Think of investing, and most people think of the financial market. They think of share prices going up and down, bull runs and bear markets, spectacular successes and the occasional market crash.
The media is partly responsible. Journalists are constantly looking for stories. They have a vested interest in making investing seem exciting. That’s why they love the drama of the stock market.
Every day, newspapers publish the prices of hundreds of securities, and there are regular updates on radio and television
on the latest news from the trading floor. The impression given is that investors need to keep up with the markets, and what the experts are saying about them, constantly.
The truth, however, is rather more prosaic. Successful investing is essentially very dull. It’s about filtering out the noise and focusing on a few fundamentals — ensuring you’re taking an appropriate amount of risk, keeping your costs low, paying attention to tax, and diversifying broadly.
In The Little Book of Common Sense Investing Jack Bogle wrote that “the stock market is a giant distraction from the business of investing”. In the long run, he explained, “investing is not about markets at all (but) about enjoying the returns earned by businesses.”
This is an altogether better way to think about investing. At a basic level, it’s about sharing in the profits of capitalism. Companies distribute those profits in the form of dividends, generally paying higher dividends when they’re doing well, and lower dividends when they’re not. The price of shares in a particular firm tends to go up when the market expects its profits to rise, and down when profits are expected to fall.
That’s why the stock market constantly fluctuates, and why, in the short term, it can be extremely volatile.
Sensible investors, however, take a long-term view. No, they’re not blind to risks such as global warming, terrorism and the threat of nuclear war. But they believe that, in general, capitalism is a system that works and that fairly rewards those who invest in in. They believe in the resilience of human enterprise and that, whatever happens in the next 30, 40 or 50 years, there will still be a demand for goods and services, and that companies will continue to make profits.

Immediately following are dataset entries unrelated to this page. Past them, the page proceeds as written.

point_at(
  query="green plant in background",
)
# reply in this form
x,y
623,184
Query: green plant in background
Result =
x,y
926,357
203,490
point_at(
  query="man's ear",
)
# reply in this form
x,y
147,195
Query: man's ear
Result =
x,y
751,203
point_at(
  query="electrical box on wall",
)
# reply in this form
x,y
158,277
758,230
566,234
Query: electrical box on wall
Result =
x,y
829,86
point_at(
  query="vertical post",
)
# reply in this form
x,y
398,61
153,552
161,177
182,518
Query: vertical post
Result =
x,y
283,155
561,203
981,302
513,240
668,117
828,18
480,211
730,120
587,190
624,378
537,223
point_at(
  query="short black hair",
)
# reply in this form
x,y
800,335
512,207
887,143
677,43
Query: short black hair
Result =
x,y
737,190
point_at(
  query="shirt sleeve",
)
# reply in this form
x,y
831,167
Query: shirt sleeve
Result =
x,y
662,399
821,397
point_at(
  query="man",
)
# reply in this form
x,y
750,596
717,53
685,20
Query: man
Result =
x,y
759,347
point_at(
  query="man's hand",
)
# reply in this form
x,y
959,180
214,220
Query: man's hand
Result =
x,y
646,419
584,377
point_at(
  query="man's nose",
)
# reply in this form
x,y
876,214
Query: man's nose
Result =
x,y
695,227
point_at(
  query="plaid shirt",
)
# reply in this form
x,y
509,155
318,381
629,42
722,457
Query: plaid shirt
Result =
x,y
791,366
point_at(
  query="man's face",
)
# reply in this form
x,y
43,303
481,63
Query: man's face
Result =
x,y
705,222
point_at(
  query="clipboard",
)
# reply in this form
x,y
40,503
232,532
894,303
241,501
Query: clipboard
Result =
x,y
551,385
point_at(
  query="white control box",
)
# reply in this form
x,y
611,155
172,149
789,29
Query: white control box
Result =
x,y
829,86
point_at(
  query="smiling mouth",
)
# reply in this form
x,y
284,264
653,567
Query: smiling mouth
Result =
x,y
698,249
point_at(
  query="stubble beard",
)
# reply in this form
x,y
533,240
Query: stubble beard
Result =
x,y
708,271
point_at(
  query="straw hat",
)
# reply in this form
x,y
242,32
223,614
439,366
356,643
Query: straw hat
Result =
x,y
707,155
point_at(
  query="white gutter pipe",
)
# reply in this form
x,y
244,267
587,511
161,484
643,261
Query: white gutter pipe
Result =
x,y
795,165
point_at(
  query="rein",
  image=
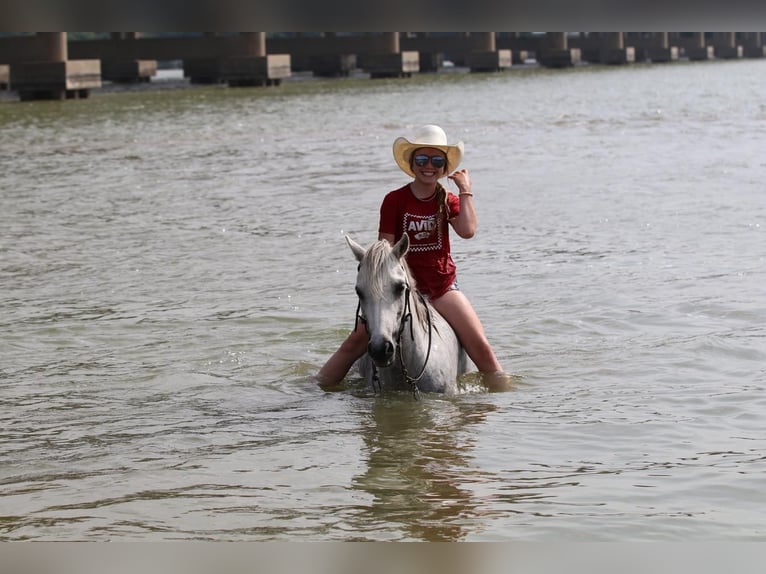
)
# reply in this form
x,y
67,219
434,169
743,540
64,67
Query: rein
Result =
x,y
407,316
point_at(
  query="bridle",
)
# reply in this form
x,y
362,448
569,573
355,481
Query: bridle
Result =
x,y
406,317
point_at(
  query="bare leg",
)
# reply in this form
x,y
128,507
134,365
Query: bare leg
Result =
x,y
337,366
460,314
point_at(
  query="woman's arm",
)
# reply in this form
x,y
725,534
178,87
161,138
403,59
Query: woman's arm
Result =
x,y
387,236
465,223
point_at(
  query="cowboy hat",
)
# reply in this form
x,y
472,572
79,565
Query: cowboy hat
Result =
x,y
426,136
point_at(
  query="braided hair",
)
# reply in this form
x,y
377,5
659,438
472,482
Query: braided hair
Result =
x,y
441,192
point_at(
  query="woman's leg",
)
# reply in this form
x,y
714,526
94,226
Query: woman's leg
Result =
x,y
457,309
460,314
338,365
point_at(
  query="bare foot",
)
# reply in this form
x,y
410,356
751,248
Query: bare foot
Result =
x,y
497,382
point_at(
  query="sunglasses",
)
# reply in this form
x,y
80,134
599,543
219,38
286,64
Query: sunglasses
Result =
x,y
437,161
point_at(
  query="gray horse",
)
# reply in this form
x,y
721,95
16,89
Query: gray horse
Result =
x,y
411,347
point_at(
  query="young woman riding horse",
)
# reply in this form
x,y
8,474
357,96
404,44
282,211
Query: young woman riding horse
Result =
x,y
424,209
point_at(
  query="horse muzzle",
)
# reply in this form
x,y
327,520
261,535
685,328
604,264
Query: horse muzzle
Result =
x,y
381,352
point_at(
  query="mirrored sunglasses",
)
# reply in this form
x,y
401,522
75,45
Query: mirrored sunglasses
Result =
x,y
438,161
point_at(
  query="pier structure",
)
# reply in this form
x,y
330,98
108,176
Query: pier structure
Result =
x,y
652,47
239,60
46,72
752,44
695,47
46,65
604,48
127,70
726,46
485,57
388,60
235,59
556,53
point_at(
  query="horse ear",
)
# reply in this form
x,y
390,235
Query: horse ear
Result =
x,y
401,247
358,250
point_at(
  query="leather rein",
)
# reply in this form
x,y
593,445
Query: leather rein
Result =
x,y
406,317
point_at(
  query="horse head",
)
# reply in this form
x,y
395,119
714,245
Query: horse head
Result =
x,y
383,284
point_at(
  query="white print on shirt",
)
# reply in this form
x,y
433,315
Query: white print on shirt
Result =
x,y
424,231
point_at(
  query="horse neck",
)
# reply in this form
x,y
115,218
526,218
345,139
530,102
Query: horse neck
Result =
x,y
414,342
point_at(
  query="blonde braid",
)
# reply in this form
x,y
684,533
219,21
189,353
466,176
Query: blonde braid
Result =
x,y
441,201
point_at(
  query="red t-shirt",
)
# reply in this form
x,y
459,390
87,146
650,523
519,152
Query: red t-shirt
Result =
x,y
429,255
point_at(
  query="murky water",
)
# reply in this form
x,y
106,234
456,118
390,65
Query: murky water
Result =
x,y
173,269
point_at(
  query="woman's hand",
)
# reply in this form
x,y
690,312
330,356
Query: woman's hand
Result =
x,y
462,180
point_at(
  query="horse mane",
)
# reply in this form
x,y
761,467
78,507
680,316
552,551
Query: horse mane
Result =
x,y
373,264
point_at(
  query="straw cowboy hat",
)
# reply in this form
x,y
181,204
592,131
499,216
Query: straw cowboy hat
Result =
x,y
426,136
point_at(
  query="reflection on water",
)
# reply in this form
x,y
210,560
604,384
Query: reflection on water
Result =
x,y
417,465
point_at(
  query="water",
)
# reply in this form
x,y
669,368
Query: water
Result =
x,y
173,270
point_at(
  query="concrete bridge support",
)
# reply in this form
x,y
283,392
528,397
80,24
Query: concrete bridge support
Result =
x,y
389,61
613,50
726,47
127,71
659,49
485,57
50,75
556,53
241,61
696,49
752,45
332,65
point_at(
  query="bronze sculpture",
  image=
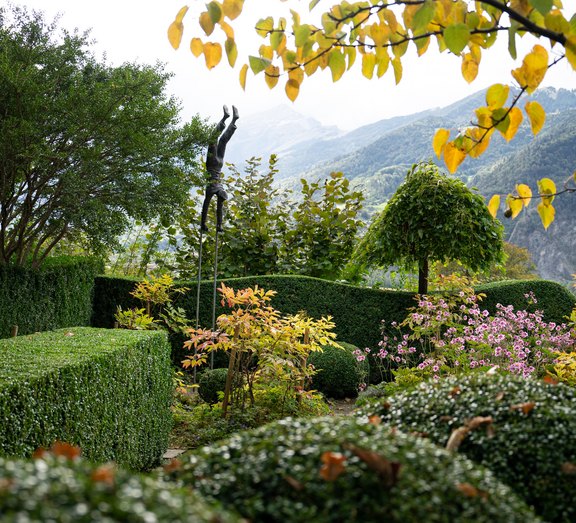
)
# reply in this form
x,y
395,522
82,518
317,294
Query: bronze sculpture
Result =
x,y
214,164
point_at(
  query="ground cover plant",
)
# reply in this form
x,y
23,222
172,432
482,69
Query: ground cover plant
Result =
x,y
343,469
60,486
521,428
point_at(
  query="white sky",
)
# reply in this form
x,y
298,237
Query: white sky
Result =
x,y
135,30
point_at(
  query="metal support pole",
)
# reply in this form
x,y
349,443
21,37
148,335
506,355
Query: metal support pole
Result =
x,y
214,293
198,297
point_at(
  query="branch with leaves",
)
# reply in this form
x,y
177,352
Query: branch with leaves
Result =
x,y
379,33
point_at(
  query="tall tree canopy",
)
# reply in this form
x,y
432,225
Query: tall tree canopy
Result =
x,y
379,32
432,217
83,146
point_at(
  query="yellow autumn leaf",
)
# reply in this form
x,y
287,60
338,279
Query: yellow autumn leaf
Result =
x,y
514,204
397,66
496,96
469,67
547,190
243,73
271,75
494,205
440,138
536,114
175,31
197,47
571,50
231,51
524,192
292,89
516,118
177,28
547,213
232,8
212,54
206,23
453,157
368,65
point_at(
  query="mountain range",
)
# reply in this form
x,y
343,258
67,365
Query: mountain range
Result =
x,y
376,158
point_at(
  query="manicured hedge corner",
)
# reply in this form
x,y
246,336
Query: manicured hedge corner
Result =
x,y
65,490
555,301
528,440
339,374
106,391
339,469
57,295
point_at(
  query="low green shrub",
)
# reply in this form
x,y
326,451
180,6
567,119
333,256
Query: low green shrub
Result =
x,y
212,381
65,490
339,373
526,438
107,391
342,469
59,294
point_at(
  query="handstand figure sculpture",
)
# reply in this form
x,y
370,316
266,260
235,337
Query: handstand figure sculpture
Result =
x,y
214,164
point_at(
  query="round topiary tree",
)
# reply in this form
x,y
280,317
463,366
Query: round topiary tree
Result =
x,y
522,429
212,381
55,488
432,217
339,373
342,469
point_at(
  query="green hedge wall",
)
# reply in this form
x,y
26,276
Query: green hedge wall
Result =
x,y
357,311
106,391
57,295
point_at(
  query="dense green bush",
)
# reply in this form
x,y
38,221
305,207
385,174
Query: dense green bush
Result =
x,y
339,373
342,469
59,294
66,490
356,311
529,443
107,391
212,381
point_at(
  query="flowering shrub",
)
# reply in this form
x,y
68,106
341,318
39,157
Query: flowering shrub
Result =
x,y
451,334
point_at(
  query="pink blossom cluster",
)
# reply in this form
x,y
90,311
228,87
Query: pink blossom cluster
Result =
x,y
454,335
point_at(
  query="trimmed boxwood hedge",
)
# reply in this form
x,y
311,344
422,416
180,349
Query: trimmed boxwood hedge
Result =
x,y
64,490
59,294
530,444
274,474
356,311
106,391
339,374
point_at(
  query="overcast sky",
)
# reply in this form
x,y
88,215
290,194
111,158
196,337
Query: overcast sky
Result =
x,y
135,30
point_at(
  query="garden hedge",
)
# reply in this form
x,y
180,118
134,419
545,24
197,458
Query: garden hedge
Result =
x,y
337,469
357,311
339,373
526,438
73,490
57,295
106,391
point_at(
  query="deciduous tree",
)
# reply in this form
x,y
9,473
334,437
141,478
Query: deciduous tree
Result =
x,y
375,36
432,217
83,146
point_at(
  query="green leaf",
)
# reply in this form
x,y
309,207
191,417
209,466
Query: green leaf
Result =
x,y
258,64
456,37
543,6
423,16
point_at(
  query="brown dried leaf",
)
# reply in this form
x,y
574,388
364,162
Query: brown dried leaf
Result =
x,y
66,450
333,465
294,483
526,408
471,491
457,437
387,470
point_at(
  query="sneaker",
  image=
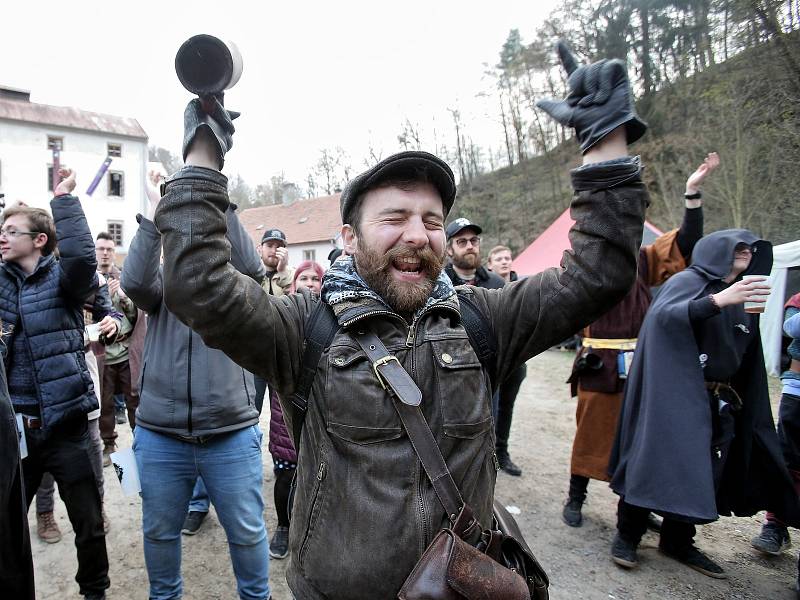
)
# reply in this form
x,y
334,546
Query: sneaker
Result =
x,y
773,539
572,513
693,558
623,553
107,450
279,544
654,523
47,528
193,521
507,465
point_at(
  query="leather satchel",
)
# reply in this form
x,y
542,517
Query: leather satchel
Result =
x,y
464,561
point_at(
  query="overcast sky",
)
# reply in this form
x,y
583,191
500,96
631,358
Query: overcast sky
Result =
x,y
316,74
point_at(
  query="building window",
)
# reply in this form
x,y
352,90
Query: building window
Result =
x,y
115,230
50,177
116,183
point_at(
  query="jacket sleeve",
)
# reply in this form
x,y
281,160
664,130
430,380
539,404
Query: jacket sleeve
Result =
x,y
244,257
141,279
533,314
77,259
229,310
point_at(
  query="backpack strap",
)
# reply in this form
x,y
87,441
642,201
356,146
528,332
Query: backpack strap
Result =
x,y
480,333
321,326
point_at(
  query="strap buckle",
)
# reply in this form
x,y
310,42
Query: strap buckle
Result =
x,y
379,363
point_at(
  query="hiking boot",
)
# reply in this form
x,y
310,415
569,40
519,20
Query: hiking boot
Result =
x,y
507,465
623,553
572,513
47,528
773,539
279,544
692,557
193,521
107,450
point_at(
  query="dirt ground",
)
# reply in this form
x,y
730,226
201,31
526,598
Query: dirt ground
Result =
x,y
577,560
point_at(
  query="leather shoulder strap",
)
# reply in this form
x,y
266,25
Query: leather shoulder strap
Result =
x,y
406,401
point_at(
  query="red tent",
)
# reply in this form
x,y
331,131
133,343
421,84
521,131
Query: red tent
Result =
x,y
546,250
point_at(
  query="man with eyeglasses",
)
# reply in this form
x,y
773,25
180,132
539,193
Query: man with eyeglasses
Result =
x,y
464,250
41,309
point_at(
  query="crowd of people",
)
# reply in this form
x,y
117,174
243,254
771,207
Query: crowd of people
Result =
x,y
201,326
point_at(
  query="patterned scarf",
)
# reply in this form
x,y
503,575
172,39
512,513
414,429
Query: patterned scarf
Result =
x,y
342,282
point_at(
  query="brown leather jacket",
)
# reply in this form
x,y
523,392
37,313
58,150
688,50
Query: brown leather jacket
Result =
x,y
364,510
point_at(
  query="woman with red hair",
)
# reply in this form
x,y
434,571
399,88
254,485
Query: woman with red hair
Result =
x,y
284,457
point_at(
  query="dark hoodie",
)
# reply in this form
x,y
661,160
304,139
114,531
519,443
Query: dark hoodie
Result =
x,y
663,457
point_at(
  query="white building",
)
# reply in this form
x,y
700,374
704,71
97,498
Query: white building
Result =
x,y
29,133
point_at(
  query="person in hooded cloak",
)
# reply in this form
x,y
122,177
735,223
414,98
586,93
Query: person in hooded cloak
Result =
x,y
697,440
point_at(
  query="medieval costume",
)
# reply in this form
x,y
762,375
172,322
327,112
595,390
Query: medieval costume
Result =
x,y
696,437
598,374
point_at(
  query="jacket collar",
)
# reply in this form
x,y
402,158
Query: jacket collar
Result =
x,y
352,299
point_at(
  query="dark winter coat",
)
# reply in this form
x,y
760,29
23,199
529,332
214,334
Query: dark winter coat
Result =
x,y
280,442
49,304
364,511
662,459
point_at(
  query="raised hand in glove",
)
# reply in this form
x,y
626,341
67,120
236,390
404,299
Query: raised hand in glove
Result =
x,y
209,114
599,100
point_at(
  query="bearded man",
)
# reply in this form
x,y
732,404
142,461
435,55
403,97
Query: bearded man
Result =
x,y
364,509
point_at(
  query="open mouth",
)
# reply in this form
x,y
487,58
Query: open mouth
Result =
x,y
407,264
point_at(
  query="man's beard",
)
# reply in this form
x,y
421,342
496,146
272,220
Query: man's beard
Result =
x,y
406,297
466,261
271,262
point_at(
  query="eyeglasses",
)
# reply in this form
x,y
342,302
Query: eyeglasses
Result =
x,y
462,242
14,234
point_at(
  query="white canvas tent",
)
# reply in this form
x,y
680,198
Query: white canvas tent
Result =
x,y
785,256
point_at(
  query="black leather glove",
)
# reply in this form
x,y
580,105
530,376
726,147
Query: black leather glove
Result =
x,y
217,120
599,100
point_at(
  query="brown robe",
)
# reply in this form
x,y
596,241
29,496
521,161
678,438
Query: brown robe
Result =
x,y
600,392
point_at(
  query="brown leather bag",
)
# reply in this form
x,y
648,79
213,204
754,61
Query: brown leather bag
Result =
x,y
464,561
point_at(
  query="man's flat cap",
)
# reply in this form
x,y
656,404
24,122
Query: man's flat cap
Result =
x,y
403,165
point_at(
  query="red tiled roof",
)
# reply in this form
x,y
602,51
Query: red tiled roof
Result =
x,y
303,221
73,118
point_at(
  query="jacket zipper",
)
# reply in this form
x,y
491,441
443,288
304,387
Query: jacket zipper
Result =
x,y
310,525
189,386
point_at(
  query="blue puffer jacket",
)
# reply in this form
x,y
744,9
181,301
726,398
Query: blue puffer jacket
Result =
x,y
49,304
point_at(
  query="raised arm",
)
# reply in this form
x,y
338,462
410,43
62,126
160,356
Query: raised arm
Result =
x,y
78,262
229,310
141,279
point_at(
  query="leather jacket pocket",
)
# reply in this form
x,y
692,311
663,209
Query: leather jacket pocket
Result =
x,y
463,388
359,409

It is surely a valid assumption. In his book Index Funds: The 12-Step Recovery Program for Active Investors, Mark Hebner wrote: “With a total market capitalisation of over 51 trillion dollars, annual profits of over two trillion dollars, more than 13 thousand CEOs worldwide, and more than 82 million employees selling products in 195 countries, it simply isn’t reasonable to believe that Capitalism Inc. will go out of business.”
You should see investing, then, as claiming your rightful share to the proceeds of global capitalism. Remember, though, that there are all sorts of third parties — fund managers, brokers, investment platforms and so on — who would like to grab part of your share for themselves.
Warren Buffett told a story in his 2006 letter to Berkshire Hathaway shareholders, which every investor should read. It concerns the Gotrocks family, which owns all of corporate America, and receives the full value of the profits earned by those companies. Then a group of people, which Buffett calls the Helpers, offer to assist some family members to outsmart the others, "for a fee, of course". So, while the total profit earned by the Gotrocks family doesn't change, they don't get it all, having to pay some to the Helpers.
The profit of the companies owned by the Gotrocks family doesn't increase, but with more and more Helpers, charging more and more fees, the Gotrocks actually end up worse off.
Buffett’s right. There are too many Helpers in the investing industry. By removing multiple layers of “help”, which you can do by keeping investing simple through index-based strategies, you’ll end up keeping a much larger share of your investment returns for yourself.
So, go ahead. Claim your share of the proceeds of capitalism for yourself. It’s there for the taking — if only you can keep a long-term focus and resist the temptation to get caught up in all that market excitement.